From Extraction to Empowerment: Recent developments in Community-Based Computing Infrastructures
Kwame Porter Robinson, Ph.D. Student, School of Information, University of Michigan
Ron Eglash, Professor, School of Information, University of Michigan
Lionel Robert, Professor, School of Information, University of Michigan
Mark Guzdial, Professor, Electrical Engineering & Computer Science, University of Michigan
Audrey Bennett, Professor, Penny W Stamps School of Art and Design, University of Michigan
The interplay between extractive mass-production, platform domination, and accelerating automation has deeply embedded social ills, such as environmental devastation, wealth inequality, into our economic networks. But another infrastructure is possible! Community-Based Infrastructures (CBI) are a growing field of inquiry where AI, digital fabrication, and emerging technologies combine with worker-owned business, localized sustainability and related counter-hegemonic techniques. The end-goal is the participatory design of a new kind of computing infrastructure, aimed to empower low-income communities in the development of sustainable, egalitarian and democratically governed economies.
Funded by the National Science Foundation (NSF), we examine how participatory experiments involving AI, digital fabrication and other techniques can build CBIs from the bottom-up, starting with locally owned artisanal enterprises. These experiments align with the literature on solidarity economies and AI ethics by incorporating ethical computation among physical fabrication and transportation concerns.
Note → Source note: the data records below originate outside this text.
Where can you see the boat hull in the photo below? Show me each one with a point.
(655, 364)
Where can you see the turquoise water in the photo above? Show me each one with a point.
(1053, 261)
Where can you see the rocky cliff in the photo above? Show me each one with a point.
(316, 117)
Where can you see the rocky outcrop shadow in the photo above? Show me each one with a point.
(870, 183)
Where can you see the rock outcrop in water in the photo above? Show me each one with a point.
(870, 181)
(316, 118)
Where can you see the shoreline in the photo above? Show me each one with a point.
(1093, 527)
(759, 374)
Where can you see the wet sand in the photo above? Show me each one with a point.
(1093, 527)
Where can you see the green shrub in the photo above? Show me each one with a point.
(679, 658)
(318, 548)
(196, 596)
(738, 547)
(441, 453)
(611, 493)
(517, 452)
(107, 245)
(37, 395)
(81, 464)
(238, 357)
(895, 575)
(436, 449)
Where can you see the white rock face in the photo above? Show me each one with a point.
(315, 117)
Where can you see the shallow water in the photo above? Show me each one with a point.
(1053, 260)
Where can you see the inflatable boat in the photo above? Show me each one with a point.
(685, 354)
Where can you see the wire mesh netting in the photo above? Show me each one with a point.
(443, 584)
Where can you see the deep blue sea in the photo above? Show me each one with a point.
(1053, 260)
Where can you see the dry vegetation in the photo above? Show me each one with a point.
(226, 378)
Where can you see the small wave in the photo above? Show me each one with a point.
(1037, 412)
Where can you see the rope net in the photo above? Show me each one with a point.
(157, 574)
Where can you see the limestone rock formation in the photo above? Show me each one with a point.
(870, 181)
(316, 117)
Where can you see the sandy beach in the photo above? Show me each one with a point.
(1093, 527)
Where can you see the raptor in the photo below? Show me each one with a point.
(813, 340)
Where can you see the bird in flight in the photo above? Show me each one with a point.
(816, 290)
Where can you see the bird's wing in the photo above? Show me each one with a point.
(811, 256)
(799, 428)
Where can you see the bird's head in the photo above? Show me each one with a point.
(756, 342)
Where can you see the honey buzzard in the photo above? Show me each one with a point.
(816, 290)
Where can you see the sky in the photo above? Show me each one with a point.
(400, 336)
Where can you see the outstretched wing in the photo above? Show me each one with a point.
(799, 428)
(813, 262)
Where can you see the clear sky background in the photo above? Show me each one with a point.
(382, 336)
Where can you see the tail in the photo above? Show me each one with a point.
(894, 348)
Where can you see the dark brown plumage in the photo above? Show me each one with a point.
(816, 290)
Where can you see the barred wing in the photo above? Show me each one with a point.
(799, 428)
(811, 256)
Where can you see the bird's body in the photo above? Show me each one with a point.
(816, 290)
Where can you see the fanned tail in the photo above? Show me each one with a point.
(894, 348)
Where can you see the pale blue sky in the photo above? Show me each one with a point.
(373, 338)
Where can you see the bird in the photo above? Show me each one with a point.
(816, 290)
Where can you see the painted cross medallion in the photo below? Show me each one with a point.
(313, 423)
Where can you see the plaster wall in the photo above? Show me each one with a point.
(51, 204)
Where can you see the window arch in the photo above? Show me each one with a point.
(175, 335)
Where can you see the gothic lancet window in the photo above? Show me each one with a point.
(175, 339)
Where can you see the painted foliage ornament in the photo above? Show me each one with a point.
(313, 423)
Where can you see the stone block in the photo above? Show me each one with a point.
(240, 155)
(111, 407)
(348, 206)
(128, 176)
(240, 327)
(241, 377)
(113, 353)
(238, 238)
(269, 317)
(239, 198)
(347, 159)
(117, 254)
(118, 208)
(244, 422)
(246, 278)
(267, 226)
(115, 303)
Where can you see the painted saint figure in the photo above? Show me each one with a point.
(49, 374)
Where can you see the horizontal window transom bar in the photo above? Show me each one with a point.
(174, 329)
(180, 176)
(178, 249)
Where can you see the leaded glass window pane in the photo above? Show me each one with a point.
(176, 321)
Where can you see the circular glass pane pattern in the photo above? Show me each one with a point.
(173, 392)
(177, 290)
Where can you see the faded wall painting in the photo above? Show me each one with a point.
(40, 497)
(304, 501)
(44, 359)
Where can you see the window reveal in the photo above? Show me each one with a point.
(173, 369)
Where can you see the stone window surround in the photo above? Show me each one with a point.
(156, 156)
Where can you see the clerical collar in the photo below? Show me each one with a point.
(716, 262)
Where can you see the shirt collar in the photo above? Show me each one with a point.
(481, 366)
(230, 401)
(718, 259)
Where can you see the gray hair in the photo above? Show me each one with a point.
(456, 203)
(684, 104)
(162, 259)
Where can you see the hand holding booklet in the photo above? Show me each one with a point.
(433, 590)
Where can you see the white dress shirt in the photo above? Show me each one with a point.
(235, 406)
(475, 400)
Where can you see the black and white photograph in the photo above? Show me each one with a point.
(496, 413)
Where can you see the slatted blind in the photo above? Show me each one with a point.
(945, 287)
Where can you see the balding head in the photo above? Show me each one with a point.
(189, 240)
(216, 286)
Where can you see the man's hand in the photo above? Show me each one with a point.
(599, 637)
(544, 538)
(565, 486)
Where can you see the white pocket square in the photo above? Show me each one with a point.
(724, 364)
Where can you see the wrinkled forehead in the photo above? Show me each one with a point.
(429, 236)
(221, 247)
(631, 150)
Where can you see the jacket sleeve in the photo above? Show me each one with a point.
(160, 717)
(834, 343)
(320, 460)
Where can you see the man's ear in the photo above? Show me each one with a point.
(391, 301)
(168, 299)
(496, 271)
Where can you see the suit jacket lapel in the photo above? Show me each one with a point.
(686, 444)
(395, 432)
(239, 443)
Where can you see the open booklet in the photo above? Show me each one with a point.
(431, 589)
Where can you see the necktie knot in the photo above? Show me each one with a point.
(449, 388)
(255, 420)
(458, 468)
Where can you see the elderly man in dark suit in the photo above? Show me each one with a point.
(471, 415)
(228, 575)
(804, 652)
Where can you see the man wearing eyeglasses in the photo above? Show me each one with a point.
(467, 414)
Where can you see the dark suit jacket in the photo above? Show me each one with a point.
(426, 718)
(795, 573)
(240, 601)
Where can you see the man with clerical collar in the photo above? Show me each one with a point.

Here we utilize two approaches at three scales.
At the micro-scale, digital fabrication is used to enhance product variety and eliminate tedious aspects of artisanal labor, allowing more time and focus on creativity for artisanal business — such as textiles, urban farming and beauty salons. At the meso-scale, we create intervening technologies on goods delivery using routing algorithms, deliberative consumption as ways of reconnecting people and production. Our initial work involves multiplex routing for economic, social, and environmental sustainability through a goods delivery application in a Detroit network of producers and consumers. At the macro scale, our experiments integrate into a platform called Artisanal Futures, that promotes participatory AI development within businesses and their communities. This platform can be thought of as another possible infrastructure, a computational modernization of older Indigenous traditions, often formalized by Ostrom’s work on common-pool resource management. Through CBIs, we aim to promote social, economic, and environmental empowerment that benefit both people and the planet.